[Date Prev][Date Next][Thread Prev][Thread Next][Date Index][Thread Index]

Re: [Xen-devel] [PATCH] libbxl: add support for pvscsi, iteration 1



On Fri, 2014-05-02 at 17:54 +0200, Olaf Hering wrote:
> On Fri, May 02, Ian Campbell wrote:
> 
> > > The backend driver uses a single_host:many_devices notation to manage
> > > domU devices. The xenstore layout looks like this:
> > 
> > Please can you add ~/device/vscsi/$DEVID/* and
> > ~/backend/vif/$DOMID/$DEVID/* to docs/misc/xenstore-paths.markdown.
> > 
> > If you were inclined to improve xen/include/public/io/vscsiif.h by using
> > some of the content from here then that would be awesome too.
> 
> I think its a good idea to document what the current backend/frontend
> code does, as this will also aid with review of the libxl changes.
> 
> > > This is a challenge for libxl because libxl currently handles only
> > > single_host:single_device in its device helper functions.
> > 
> > This is a bit like pci I suppose?
> 
> Maybe. But today Ondrej found a way to attach additional devices,
> detaching them will most likely work as well. Basically one creates the
> new vscsi-devs/dev-N/ subdir with state==1, then write state==7 to the
> backend. Similar with detach, state==5 to the dev-N, then state==7 to
> the backend.

This sounds remarkably similar to how the pci stuff works. Glad there is
a least some sort of consistency.

> 
> > > Due to this
> > > limitation in libxl, scsi-detach will remove the whole virtual scsi host
> > > with all its virtual devices, instead of just the requested single
> > > virtual device.
> > 
> > That's rather unfortunate!
> > 
> > Are multiple <vhost> allowed/supported? e.g. could I (or better, libxl
> > by default) setup a device-per-host situation to alleviate this?
> > 
> > For pcifront/back we support bus reconfiguration (via
> > XenbusStateReconfigur{ing,ed}) which is how this works there. Does vscsi
> > not support anything like that?
> 
> Many vhosts are supported, I just did not realize that reconfigure was
> used here as well. So maybe libxl does not need further changes. I will
> hack some code to show how attach/detach works in theory.

Brilliant!

> > > To support the pdev notation '/dev/$device' it is required to parse
> > > sysfs to translate the path to HST:CHN:TGT:LUN notation. In its current
> > > variant /sys/dev/ is used, which is available since at least Linux 3.0.
> > > Support for dom0 kernels which lack this interface will be added later.
> > 
> > Are there any such kernels which anyone cares about any more?
> 
> I have to check when /sys/dev was introduced. In the end it would be
> nice to support also older dom0 kernels.

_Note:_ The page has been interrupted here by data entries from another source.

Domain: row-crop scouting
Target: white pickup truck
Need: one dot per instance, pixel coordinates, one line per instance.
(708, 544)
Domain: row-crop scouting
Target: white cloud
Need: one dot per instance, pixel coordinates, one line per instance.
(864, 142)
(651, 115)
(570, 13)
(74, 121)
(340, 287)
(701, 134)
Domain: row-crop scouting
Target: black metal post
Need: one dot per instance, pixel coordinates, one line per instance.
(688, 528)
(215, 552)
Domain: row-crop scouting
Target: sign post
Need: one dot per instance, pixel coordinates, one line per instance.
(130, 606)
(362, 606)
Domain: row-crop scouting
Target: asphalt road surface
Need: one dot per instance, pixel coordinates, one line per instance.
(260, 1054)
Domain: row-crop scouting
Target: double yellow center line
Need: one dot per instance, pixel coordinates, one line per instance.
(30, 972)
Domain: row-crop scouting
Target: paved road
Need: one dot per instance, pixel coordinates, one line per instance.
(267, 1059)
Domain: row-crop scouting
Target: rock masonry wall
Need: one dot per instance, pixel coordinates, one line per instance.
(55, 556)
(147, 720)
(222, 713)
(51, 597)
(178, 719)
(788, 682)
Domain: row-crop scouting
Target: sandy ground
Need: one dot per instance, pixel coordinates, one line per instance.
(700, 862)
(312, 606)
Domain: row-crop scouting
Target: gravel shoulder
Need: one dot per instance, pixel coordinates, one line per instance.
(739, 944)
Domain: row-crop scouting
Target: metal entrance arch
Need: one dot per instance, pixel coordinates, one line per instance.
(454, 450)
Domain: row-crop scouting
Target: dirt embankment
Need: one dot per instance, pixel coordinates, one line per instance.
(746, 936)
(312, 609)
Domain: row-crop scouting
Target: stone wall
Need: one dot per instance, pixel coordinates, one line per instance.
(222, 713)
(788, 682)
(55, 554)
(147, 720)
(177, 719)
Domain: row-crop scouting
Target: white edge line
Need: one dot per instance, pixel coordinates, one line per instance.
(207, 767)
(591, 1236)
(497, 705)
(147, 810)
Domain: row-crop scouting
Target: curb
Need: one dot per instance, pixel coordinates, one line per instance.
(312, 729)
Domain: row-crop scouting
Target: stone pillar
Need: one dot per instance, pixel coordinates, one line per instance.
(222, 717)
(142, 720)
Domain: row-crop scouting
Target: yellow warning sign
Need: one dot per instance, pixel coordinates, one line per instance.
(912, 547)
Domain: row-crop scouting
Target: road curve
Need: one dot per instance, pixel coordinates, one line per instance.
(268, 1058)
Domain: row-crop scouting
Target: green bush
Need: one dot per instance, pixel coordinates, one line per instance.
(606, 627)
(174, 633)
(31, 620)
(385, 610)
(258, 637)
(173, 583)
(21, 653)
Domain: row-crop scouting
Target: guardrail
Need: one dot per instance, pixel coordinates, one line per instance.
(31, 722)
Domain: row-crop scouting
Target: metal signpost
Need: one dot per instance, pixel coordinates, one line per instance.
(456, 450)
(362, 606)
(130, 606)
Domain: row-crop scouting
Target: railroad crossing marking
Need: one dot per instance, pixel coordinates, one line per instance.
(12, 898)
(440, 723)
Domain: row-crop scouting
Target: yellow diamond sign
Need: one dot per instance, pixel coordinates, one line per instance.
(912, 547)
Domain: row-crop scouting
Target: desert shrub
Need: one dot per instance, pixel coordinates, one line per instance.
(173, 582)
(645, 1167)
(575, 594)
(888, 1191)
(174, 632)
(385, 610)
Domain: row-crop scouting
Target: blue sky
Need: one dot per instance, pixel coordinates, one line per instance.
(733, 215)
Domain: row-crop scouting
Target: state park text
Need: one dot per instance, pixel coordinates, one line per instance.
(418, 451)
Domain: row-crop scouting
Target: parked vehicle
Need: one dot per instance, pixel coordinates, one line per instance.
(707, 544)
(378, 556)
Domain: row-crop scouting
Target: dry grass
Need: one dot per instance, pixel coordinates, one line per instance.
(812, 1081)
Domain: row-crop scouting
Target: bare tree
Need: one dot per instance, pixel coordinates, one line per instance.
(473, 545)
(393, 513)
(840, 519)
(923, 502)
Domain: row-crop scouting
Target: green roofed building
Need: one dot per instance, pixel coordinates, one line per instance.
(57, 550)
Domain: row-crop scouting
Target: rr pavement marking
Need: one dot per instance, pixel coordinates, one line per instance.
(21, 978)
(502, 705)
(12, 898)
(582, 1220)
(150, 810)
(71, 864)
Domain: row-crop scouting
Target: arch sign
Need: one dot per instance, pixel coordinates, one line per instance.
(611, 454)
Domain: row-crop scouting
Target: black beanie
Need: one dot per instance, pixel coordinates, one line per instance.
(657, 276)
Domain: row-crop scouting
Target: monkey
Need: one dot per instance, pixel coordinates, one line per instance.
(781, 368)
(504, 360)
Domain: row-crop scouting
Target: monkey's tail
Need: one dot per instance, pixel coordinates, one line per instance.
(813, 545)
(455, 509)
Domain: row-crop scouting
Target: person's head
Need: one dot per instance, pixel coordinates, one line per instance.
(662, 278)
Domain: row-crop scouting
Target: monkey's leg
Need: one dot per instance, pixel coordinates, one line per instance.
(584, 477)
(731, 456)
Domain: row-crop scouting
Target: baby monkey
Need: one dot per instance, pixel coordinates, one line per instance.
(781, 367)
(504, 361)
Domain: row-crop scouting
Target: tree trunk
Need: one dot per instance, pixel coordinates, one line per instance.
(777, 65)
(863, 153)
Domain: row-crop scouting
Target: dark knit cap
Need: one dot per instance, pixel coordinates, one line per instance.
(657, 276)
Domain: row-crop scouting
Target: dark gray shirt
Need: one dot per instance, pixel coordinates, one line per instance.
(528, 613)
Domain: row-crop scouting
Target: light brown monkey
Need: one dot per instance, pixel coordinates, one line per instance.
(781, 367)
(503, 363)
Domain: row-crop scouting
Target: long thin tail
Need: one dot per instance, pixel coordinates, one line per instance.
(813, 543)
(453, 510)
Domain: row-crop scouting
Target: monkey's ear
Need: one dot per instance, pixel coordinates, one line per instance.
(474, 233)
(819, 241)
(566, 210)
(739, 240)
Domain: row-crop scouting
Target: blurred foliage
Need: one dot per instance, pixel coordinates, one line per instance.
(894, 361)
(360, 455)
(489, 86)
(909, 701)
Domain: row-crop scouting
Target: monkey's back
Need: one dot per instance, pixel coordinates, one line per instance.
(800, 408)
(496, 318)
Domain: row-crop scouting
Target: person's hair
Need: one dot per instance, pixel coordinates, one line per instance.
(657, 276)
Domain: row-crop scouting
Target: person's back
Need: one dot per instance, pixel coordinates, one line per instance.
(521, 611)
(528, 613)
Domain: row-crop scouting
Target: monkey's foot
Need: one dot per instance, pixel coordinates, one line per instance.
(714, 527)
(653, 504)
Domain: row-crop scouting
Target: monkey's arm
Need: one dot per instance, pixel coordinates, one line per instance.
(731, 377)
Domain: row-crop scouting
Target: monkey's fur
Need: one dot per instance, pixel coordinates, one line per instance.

Certainly it would be nice and it's up to you how nice you are
feeling ;-)

> 
> > >  - xl scsi-detach will remove entire scsi hosts, unlike its xm counter 
> > > part.
> > 
> > What did xm do instead? Fail?
> 
> No, it will use the xenstore reconfigure state to indicate a change.

Lets do that ;-)


> > > +Right now only one option is recognized: feature-host.
> > What does it do?
> 
> I have to find out ;-) 

:-D

> Last time I checked the command was passed as is from domU to dom0, but
> I dont really know as it is not documented.

You have my sympathies.

> > > +=item B<scsi-attach> I<domain-id> I<pdev> I<vdev> I<[,feature-host]>
> > 
> > Is the comma in I<[,feature-host]> literally required, as in
> >     xl scsi-attach mydom 0:0:0:0 0:0:0:0 ,feature-host
> > ?
> 
> This is a typo I noticed after submission.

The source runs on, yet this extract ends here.